A mysterious respiratory illness is rapidly spreading among dogs across more than 15 states, putting dog owners and veterinarians on high alert. The illness, whose cause remains unknown, has similarities to kennel cough but can progresses into fatal pneumonia if untreated.
Illness Quickly Spreads, Confounding Vets
The respiratory illness first garnered attention in August 2022 when a cluster of cases emerged at a dog day care facility in Otsego County, Michigan. Since then, the disease has continued cropping up, with over 100 suspected cases now reported across 15 states including California, Illinois, Michigan, Tennessee, and Texas among others.
The onset is typically acute, with dogs developing a harsh cough, gagging or retching, loss of appetite, lethargy, and fever. Symptoms can progress rapidly from what appears to be kennel cough into life-threatening pneumonia in a matter of days. A number of dogs have died from the illness already.
Dr. Rena Carlson, a veterinarian and researcher investigating the outbreak at Michigan State University College of Veterinary Medicine, noted to CNN: “It was making dogs really sick, really fast. Some were dying even after treatment.”
The outbreak comes on the heels of canine influenza surges nationwide, but disease testing has ruled out known pathogens like flu, distemper, adenovirus and other common causes of infectious respiratory disease. The underlying cause remains wholly unknown, confounding vets and researchers.
Carlson elaborated: “It looked like kennel cough the first couple days, but it rapidly progressed to severe pneumonia by day three or four. Even on medication, even with supportive care like oxygen, many still died.”
For now, vets are dubbing the disease simply “canine pneumonia of unknown cause.”
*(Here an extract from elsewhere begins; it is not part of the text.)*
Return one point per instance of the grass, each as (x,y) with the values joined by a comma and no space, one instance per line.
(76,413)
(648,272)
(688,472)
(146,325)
Vets and Owners Urged to Take Precautions
With cases accumulating and little knowledge of how the illness spreads, vets nationwide are urging dog owners and facilities to take precautions.
The American Veterinary Medical Association (AVMA) released an advisory this week recommending boarding facilities closely monitor dogs for respiratory symptoms and separate symptomatic dogs. Owners are advised to avoid taking dogs to facilities with active outbreaks and limit contact with unfamiliar dogs when out on walks.
Regular vaccination against known pathogens like kennel cough remains crucial. Routine handwashing for facility staff is also advised along with thorough facility disinfection protocols. Some facilities with outbreaks have also temporarily halted new dog intakes.
For owners of symptomatic dogs, close collaboration with a vet is essential as the disease can become life-threatening in just days without proper treatment. Dogs presenting with fever, cough, gagging, vomiting or other signs of respiratory distress should see a vet immediately.
Clues Emerge But Questions Remain
Investigations by state health departments and academic institutions are ongoing, trying to pin down the underlying cause. Dr. Nathan Slovis, director of MSU’s veterinary diagnostic laboratory, noted that recent testing of lung samples from afflicted dogs has turned up evidence of Streptococcus equi zooepidemicus – a bacteria sometimes associated with kennel cough but not usually known to trigger such severe illness on its own.
However, Slovis emphasized the findings are preliminary: “We haven’t ruled everything out yet. There’s still more detective work to do.”
Carlson concurred, telling CNN: “There had to have been some sort of virus initially because its spreading like wildfire. But now that it has spread to many dogs, the bacteria is probably perpetuating it.”
Research efforts are now focused on identifying an underlying viral or environmental trigger that may have set the stage for bacterial superinfection and pneumonia. Diagnostic labs at MSU, the University of Georgia College of Veterinary Medicine, and the New Hampshire Veterinary Diagnostic Lab are actively investigating samples from afflicted dogs.
To the relief of some owners, there is no evidence the illness can cross from dogs to humans or other pets. But major questions persist over transmission routes, risk factors, underlying viral triggers, and best practices for clinical management.
Carlson summed up the prevailing uncertainty: “We’re still really in the thick of the investigation – it’s scary for owners, it’s scary for vets. But hopefully our unified effort helps us get more answers soon.”
Outbreaks Subside But Expected to Reemerge
For the time being, the outbreak appears to be stabilizing in most regions as facilities respond with heightened precautions. Some locations that saw initial clusters, like the FIRSTLINE Therapy Canine Rehabilitation facility in Redondo Beach, have reported no new cases in over a week.
However, experts believe periodic resurgences over the coming months are likely until the root cause is determined and targeted diagnostics or therapeutics can be developed.
The MSU College of Veterinary Medicine released a statement this week advising veterinary practices to remain vigilant and take a thorough respiratory history for any dog newly exhibiting cough or difficulty breathing.
Carlson concurred, stating: “This is unlikely the end. We expect this to keep spreading periodically. The silver lining is collaborative efforts on this might help us detect viruses faster in the future. But no one should relax just yet.”
For the latest updates on the outbreak in your region, contact your state veterinarian’s office or nearest veterinary college. State and national advisories will be issued as further diagnostic and epidemiologic insights emerge.